Pada Senin, 18 November 2024, mahasiswa Universitas Mercu Buana melaksanakan kunjungan edukatif ke kawasan Chinatown di Glodok, Jakarta. Kegiatan ini dipimpin oleh dosen pembimbing, Ibu Rosmawaty Hilderiah P., Dr., S.Sos., MT, sebagai bagian dari upaya untuk lebih memahami sejarah dan keragaman budaya di salah satu kawasan pecinan tertua di Jakarta.

Selama kunjungan, mahasiswa mendapatkan arahan langsung dari seorang pemandu wisata profesional yang berasal dari Chinatown Glodok.
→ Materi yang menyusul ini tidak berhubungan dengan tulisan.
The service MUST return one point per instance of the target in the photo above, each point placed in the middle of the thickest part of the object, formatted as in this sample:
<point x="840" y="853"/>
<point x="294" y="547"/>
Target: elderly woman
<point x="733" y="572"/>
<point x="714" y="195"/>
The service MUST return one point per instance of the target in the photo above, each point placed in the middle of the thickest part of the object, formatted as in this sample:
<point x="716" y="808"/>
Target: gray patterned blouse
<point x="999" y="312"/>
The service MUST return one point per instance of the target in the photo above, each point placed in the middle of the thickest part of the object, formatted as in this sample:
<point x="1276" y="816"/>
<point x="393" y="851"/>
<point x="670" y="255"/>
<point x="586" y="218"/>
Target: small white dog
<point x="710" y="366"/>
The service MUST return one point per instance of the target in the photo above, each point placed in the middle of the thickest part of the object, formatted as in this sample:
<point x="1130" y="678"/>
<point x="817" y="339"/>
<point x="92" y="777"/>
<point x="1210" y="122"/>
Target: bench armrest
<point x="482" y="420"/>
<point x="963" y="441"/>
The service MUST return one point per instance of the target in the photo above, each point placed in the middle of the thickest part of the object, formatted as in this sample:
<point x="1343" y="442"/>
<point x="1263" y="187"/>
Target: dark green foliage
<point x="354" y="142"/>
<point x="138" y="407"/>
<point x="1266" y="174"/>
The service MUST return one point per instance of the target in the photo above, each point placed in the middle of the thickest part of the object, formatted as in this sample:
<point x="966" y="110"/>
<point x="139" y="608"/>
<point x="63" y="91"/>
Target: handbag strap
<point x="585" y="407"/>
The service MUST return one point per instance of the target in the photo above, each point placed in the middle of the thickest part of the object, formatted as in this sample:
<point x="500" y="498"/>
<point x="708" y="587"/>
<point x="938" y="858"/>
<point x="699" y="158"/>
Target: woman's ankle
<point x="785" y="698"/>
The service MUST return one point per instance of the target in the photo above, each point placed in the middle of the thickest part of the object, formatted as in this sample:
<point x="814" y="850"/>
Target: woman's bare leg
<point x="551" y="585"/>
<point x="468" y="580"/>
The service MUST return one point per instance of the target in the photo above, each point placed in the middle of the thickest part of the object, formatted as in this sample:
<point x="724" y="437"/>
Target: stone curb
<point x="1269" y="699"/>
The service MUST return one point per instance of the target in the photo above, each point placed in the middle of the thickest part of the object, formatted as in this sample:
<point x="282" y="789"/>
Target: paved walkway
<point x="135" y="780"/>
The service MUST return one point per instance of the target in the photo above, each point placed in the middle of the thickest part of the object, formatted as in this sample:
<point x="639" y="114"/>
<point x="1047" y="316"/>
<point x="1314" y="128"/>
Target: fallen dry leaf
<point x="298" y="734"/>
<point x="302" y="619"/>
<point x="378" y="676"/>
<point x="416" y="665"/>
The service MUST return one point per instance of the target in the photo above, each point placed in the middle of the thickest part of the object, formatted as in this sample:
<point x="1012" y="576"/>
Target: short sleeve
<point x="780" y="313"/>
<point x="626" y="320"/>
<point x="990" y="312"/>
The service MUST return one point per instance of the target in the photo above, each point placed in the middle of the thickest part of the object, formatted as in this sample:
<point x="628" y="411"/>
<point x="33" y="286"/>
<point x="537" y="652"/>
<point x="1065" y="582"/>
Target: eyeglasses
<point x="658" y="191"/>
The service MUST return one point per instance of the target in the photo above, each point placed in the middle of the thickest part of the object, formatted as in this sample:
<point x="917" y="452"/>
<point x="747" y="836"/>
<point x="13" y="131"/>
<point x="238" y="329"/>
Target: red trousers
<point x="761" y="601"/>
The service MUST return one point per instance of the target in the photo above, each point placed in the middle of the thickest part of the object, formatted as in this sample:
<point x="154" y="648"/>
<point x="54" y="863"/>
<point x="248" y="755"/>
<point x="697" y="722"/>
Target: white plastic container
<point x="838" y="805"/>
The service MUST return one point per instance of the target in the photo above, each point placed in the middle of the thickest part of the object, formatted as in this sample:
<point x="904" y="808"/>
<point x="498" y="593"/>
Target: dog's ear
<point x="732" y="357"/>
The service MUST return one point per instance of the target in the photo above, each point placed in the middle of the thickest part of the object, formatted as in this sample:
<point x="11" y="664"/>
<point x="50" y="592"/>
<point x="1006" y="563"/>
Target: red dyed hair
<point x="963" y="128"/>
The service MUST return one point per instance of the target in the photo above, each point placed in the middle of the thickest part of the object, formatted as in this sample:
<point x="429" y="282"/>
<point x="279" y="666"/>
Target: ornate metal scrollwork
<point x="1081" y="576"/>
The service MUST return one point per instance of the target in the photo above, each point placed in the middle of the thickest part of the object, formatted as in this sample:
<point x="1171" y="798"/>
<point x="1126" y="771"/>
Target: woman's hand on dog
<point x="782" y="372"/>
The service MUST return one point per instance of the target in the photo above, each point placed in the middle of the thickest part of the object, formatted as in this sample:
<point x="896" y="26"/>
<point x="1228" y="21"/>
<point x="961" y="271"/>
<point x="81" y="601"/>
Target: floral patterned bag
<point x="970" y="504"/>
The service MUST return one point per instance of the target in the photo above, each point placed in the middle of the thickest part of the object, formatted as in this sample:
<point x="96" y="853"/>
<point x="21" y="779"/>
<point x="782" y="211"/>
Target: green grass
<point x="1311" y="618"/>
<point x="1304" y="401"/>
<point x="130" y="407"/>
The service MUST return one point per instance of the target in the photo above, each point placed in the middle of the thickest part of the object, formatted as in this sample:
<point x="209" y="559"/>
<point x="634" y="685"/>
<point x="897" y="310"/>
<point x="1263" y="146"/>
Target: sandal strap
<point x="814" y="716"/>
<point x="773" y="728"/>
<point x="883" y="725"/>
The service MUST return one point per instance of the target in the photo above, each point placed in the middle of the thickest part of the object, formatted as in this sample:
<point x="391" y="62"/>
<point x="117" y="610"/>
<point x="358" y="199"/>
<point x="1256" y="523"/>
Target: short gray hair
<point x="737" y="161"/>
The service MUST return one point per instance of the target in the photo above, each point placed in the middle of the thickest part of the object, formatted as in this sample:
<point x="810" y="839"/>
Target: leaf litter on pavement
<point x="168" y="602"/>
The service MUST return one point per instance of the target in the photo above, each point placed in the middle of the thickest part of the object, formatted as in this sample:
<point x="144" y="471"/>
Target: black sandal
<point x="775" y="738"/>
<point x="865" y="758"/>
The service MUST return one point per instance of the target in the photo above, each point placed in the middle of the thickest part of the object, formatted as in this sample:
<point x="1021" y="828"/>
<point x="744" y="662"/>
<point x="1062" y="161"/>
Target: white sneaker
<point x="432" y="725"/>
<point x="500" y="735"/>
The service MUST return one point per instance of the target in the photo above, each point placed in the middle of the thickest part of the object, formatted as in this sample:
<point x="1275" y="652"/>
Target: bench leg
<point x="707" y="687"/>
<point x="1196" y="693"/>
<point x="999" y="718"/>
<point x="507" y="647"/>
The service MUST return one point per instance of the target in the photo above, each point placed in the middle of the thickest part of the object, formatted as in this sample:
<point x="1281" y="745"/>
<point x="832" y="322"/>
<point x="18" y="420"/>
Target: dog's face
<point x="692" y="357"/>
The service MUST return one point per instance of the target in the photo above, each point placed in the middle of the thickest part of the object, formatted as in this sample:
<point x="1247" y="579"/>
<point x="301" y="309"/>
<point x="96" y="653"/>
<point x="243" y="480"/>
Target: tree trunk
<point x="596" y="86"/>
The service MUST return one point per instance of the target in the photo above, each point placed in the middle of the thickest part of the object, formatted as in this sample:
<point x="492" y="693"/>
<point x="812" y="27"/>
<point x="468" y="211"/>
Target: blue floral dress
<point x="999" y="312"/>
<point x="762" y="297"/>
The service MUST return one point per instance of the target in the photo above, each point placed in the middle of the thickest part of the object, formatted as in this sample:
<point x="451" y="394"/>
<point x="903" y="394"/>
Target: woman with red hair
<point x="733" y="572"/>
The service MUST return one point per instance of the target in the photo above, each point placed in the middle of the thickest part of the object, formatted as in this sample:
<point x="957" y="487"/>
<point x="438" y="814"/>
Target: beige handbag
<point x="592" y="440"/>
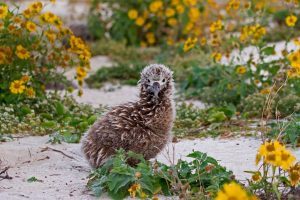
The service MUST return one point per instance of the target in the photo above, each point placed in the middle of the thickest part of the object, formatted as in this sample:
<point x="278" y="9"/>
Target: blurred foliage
<point x="192" y="121"/>
<point x="287" y="131"/>
<point x="62" y="117"/>
<point x="200" y="178"/>
<point x="36" y="49"/>
<point x="122" y="73"/>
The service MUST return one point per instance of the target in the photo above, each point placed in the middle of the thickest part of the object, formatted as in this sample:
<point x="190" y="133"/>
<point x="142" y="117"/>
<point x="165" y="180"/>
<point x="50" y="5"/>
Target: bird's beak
<point x="155" y="88"/>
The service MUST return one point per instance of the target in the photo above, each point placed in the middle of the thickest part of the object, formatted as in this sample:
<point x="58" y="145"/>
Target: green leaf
<point x="117" y="181"/>
<point x="83" y="126"/>
<point x="71" y="138"/>
<point x="49" y="124"/>
<point x="268" y="51"/>
<point x="91" y="120"/>
<point x="217" y="117"/>
<point x="60" y="109"/>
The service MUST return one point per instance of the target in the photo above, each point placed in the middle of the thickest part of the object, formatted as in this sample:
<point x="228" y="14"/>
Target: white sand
<point x="65" y="178"/>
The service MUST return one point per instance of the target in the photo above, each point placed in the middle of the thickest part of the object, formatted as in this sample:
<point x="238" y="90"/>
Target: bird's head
<point x="156" y="79"/>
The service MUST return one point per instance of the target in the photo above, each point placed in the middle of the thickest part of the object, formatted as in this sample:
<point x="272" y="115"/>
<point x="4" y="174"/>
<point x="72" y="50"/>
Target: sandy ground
<point x="62" y="177"/>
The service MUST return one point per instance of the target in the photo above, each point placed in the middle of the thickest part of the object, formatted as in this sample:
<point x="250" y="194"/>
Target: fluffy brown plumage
<point x="143" y="127"/>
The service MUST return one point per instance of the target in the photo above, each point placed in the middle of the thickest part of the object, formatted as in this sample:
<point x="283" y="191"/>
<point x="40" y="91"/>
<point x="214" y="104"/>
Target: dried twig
<point x="59" y="151"/>
<point x="6" y="176"/>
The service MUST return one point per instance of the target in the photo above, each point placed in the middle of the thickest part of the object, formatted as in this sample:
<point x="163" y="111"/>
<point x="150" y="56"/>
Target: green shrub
<point x="288" y="105"/>
<point x="202" y="177"/>
<point x="287" y="131"/>
<point x="63" y="117"/>
<point x="190" y="120"/>
<point x="253" y="105"/>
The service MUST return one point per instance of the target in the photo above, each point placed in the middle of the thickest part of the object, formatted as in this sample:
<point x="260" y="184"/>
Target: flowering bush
<point x="152" y="22"/>
<point x="278" y="174"/>
<point x="36" y="48"/>
<point x="199" y="179"/>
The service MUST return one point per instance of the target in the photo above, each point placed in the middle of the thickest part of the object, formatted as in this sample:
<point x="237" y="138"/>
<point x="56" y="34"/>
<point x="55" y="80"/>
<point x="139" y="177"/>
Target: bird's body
<point x="143" y="127"/>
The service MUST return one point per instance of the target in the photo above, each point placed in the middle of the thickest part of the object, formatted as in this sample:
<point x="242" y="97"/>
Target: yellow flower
<point x="256" y="177"/>
<point x="189" y="44"/>
<point x="81" y="73"/>
<point x="22" y="53"/>
<point x="35" y="7"/>
<point x="17" y="20"/>
<point x="294" y="174"/>
<point x="155" y="6"/>
<point x="180" y="9"/>
<point x="294" y="59"/>
<point x="217" y="25"/>
<point x="2" y="58"/>
<point x="48" y="17"/>
<point x="31" y="26"/>
<point x="170" y="12"/>
<point x="252" y="33"/>
<point x="17" y="87"/>
<point x="140" y="21"/>
<point x="296" y="41"/>
<point x="265" y="91"/>
<point x="132" y="14"/>
<point x="3" y="11"/>
<point x="143" y="195"/>
<point x="25" y="78"/>
<point x="269" y="147"/>
<point x="232" y="191"/>
<point x="291" y="20"/>
<point x="174" y="2"/>
<point x="30" y="92"/>
<point x="172" y="21"/>
<point x="26" y="13"/>
<point x="233" y="4"/>
<point x="203" y="41"/>
<point x="190" y="2"/>
<point x="51" y="36"/>
<point x="194" y="14"/>
<point x="150" y="38"/>
<point x="216" y="56"/>
<point x="133" y="189"/>
<point x="286" y="159"/>
<point x="241" y="70"/>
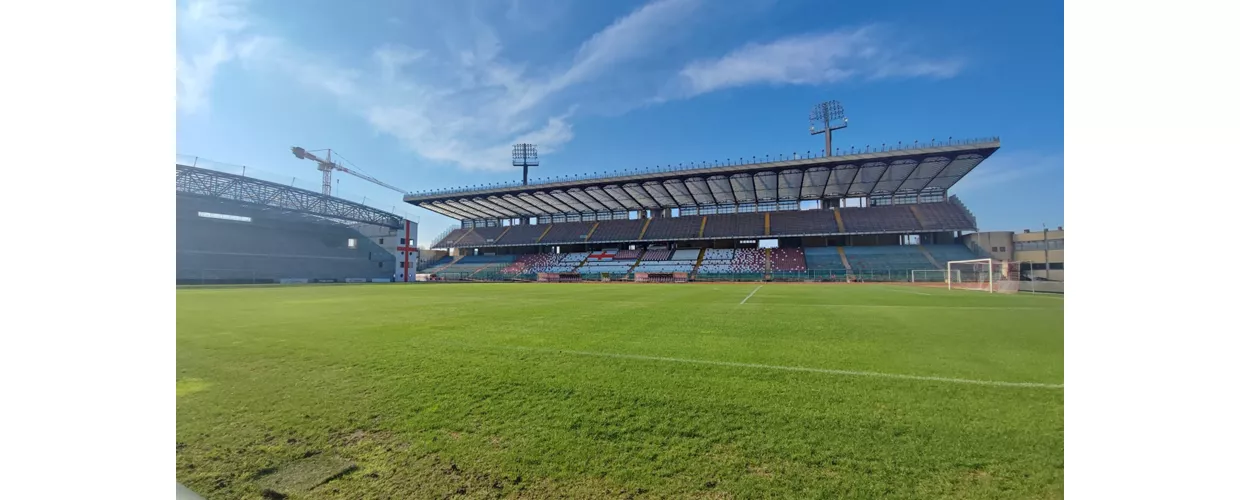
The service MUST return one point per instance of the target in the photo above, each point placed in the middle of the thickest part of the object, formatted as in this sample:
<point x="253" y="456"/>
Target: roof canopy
<point x="212" y="184"/>
<point x="909" y="171"/>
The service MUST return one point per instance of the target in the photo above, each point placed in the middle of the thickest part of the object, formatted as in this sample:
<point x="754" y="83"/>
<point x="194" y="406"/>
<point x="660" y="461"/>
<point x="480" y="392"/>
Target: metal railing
<point x="693" y="165"/>
<point x="310" y="183"/>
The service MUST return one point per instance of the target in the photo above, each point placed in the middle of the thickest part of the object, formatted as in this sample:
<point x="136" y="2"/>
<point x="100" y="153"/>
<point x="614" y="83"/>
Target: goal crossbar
<point x="982" y="274"/>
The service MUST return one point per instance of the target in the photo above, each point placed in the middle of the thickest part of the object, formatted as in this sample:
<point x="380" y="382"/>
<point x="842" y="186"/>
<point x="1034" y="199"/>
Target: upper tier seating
<point x="567" y="262"/>
<point x="733" y="261"/>
<point x="883" y="258"/>
<point x="945" y="253"/>
<point x="788" y="259"/>
<point x="628" y="254"/>
<point x="522" y="235"/>
<point x="804" y="222"/>
<point x="686" y="254"/>
<point x="568" y="232"/>
<point x="945" y="216"/>
<point x="734" y="225"/>
<point x="673" y="228"/>
<point x="897" y="217"/>
<point x="657" y="254"/>
<point x="618" y="231"/>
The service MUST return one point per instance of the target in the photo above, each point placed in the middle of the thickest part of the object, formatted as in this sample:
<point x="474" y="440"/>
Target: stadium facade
<point x="232" y="228"/>
<point x="872" y="215"/>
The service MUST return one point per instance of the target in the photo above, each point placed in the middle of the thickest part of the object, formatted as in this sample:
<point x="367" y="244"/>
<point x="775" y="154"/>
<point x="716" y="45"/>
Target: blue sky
<point x="427" y="93"/>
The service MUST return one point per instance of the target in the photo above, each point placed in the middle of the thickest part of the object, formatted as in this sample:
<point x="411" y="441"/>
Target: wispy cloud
<point x="469" y="106"/>
<point x="210" y="32"/>
<point x="460" y="96"/>
<point x="1005" y="169"/>
<point x="817" y="58"/>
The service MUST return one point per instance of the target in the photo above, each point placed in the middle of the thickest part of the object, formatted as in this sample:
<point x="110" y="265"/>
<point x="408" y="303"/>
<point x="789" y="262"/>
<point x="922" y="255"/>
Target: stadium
<point x="815" y="326"/>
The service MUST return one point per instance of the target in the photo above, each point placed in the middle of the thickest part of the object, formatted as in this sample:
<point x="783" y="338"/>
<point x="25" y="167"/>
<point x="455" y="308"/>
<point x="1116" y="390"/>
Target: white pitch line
<point x="801" y="369"/>
<point x="750" y="294"/>
<point x="919" y="293"/>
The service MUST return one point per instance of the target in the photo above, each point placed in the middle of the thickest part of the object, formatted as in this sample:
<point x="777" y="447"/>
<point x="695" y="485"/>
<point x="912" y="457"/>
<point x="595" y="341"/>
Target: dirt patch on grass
<point x="754" y="469"/>
<point x="189" y="386"/>
<point x="304" y="474"/>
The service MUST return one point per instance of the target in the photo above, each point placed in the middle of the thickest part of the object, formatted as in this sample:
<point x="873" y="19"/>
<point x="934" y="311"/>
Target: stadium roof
<point x="910" y="170"/>
<point x="205" y="183"/>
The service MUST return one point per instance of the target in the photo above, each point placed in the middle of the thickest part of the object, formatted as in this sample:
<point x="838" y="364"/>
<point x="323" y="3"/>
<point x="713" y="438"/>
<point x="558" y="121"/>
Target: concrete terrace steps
<point x="843" y="258"/>
<point x="929" y="256"/>
<point x="501" y="235"/>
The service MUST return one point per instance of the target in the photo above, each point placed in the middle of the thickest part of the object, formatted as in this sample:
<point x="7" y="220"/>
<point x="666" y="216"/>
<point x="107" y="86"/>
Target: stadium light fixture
<point x="525" y="155"/>
<point x="826" y="118"/>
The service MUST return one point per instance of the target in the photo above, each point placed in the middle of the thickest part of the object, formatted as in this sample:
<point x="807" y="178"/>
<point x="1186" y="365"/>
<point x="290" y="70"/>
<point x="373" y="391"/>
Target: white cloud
<point x="1005" y="169"/>
<point x="469" y="103"/>
<point x="458" y="96"/>
<point x="809" y="60"/>
<point x="210" y="32"/>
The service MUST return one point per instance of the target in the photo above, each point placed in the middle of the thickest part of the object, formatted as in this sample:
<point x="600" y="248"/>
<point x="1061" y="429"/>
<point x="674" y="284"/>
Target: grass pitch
<point x="623" y="391"/>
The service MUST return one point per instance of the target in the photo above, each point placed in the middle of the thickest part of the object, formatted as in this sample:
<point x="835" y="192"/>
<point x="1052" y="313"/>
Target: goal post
<point x="983" y="274"/>
<point x="931" y="276"/>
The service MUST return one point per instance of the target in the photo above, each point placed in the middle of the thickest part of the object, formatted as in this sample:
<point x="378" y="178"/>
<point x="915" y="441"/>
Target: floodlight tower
<point x="525" y="155"/>
<point x="826" y="118"/>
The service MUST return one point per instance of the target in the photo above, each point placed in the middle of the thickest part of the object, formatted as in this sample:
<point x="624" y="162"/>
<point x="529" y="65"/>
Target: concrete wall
<point x="996" y="245"/>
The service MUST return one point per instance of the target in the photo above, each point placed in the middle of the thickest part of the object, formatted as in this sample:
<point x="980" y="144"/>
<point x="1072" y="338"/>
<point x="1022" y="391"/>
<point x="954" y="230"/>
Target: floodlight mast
<point x="525" y="155"/>
<point x="826" y="118"/>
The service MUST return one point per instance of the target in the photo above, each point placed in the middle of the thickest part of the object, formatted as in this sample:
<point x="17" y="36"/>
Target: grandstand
<point x="872" y="216"/>
<point x="232" y="228"/>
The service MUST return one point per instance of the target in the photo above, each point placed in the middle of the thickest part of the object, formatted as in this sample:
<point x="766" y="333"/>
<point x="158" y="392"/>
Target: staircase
<point x="929" y="257"/>
<point x="916" y="214"/>
<point x="442" y="267"/>
<point x="544" y="233"/>
<point x="582" y="263"/>
<point x="843" y="257"/>
<point x="463" y="237"/>
<point x="701" y="256"/>
<point x="501" y="235"/>
<point x="639" y="257"/>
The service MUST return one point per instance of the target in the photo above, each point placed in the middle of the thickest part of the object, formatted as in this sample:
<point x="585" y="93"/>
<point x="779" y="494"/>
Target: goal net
<point x="933" y="276"/>
<point x="983" y="274"/>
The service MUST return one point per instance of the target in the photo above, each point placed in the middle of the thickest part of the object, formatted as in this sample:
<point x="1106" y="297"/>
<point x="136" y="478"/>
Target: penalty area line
<point x="750" y="294"/>
<point x="758" y="366"/>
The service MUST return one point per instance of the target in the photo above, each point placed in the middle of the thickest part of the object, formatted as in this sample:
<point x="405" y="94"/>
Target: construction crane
<point x="327" y="165"/>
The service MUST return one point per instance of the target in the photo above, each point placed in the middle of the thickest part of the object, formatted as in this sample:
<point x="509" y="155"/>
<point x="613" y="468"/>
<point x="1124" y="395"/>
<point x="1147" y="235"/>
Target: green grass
<point x="523" y="391"/>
Pemandu tersebut memberikan penjelasan yang mendalam mengenai sejarah kawasan ini

Salah satu mahasiswa mengungkapkan bahwa pengalaman ini sangat memperluas perspektif mereka tentang pentingnya menjaga keharmonisan di tengah keragaman. “Penjelasan dari pemandu sangat rinci, dan kami jadi lebih mengerti bagaimana tradisi dan modernitas dapat hidup berdampingan di daerah Glodok China town. Ini adalah pengalaman belajar yang sangat berharga, khususnya kami sebagai Mahasiswa” ujar salah satu mahasiswa. Berikut hasil pengalaman belajar yang tuangkan dalam tulisan.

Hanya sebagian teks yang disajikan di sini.